Constructs a deep copy of this linked list. A deep copy should consist of exactly n new nodes, where the value of each new node is set to the value of its corresponding original node. The next pointer and random pointer of the new node should also point to the new node in the copied linked list, so that these pointers in the original linked list and the copied linked list can represent the same linked list state. None of the pointers in the copied linked list should point to the nodes in the original linked list .
For example, if there are two nodes X and Y in the original linked list, where X.random --> Y . Then the corresponding two nodes x and y in the replication linked list also have x.random --> y .
Returns the head node of the replicated linked list.

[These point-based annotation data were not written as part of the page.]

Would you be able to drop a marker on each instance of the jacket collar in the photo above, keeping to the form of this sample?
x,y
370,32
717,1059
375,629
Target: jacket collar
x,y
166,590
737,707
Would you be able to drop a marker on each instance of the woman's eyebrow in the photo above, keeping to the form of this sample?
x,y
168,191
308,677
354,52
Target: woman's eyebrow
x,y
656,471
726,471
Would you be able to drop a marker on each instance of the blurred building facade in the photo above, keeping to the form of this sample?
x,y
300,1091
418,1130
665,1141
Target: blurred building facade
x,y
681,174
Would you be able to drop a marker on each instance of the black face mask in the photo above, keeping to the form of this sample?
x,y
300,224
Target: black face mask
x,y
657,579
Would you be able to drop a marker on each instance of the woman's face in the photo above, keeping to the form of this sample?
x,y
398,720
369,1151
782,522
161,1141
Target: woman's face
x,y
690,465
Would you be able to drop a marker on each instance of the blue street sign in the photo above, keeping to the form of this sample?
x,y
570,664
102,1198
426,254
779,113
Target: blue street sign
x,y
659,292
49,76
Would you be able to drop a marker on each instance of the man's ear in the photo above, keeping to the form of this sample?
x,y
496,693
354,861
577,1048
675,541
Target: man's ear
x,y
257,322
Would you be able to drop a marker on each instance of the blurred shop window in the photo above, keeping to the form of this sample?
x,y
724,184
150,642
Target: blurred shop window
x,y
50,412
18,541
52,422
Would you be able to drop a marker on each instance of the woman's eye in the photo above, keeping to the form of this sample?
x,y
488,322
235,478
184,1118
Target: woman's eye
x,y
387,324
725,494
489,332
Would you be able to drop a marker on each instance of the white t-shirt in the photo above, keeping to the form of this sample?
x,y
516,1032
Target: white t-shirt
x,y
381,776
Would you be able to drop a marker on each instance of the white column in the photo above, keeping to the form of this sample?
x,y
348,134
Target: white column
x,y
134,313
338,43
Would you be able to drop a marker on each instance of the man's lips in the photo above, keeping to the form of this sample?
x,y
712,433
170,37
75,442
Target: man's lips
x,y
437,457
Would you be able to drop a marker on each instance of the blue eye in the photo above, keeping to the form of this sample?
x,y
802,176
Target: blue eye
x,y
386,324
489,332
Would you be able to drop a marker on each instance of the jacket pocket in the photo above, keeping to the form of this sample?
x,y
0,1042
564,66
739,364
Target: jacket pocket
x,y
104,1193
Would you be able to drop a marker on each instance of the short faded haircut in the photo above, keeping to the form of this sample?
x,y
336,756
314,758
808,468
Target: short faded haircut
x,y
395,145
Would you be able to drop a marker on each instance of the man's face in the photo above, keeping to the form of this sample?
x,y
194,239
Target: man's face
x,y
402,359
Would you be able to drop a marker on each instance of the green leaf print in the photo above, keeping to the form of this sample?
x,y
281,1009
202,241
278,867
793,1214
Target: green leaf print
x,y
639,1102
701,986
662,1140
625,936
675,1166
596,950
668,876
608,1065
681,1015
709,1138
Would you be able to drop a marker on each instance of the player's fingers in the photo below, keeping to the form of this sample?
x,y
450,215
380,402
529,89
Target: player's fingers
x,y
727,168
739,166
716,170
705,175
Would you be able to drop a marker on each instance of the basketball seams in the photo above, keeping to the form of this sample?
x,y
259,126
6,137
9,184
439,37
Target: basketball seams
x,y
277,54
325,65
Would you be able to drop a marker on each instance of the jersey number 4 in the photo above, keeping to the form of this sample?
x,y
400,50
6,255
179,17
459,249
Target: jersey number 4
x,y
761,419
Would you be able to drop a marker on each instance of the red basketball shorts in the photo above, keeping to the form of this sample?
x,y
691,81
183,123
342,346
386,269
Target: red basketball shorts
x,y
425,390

A linked list in input/output is represented by a linked list consisting of n nodes. Each node is represented by a [val, random_index]:
val: An integer representing Node.val.
random_index: The index of the node pointed to by the random pointer (ranging from 0 to n-1); null if it does not point to any node.
Your code only accepts the head node of the original linked list as an incoming parameter.
Example 1:
Input: head = [[7,null],[13,0],[11,4],[10,2],[1,0]]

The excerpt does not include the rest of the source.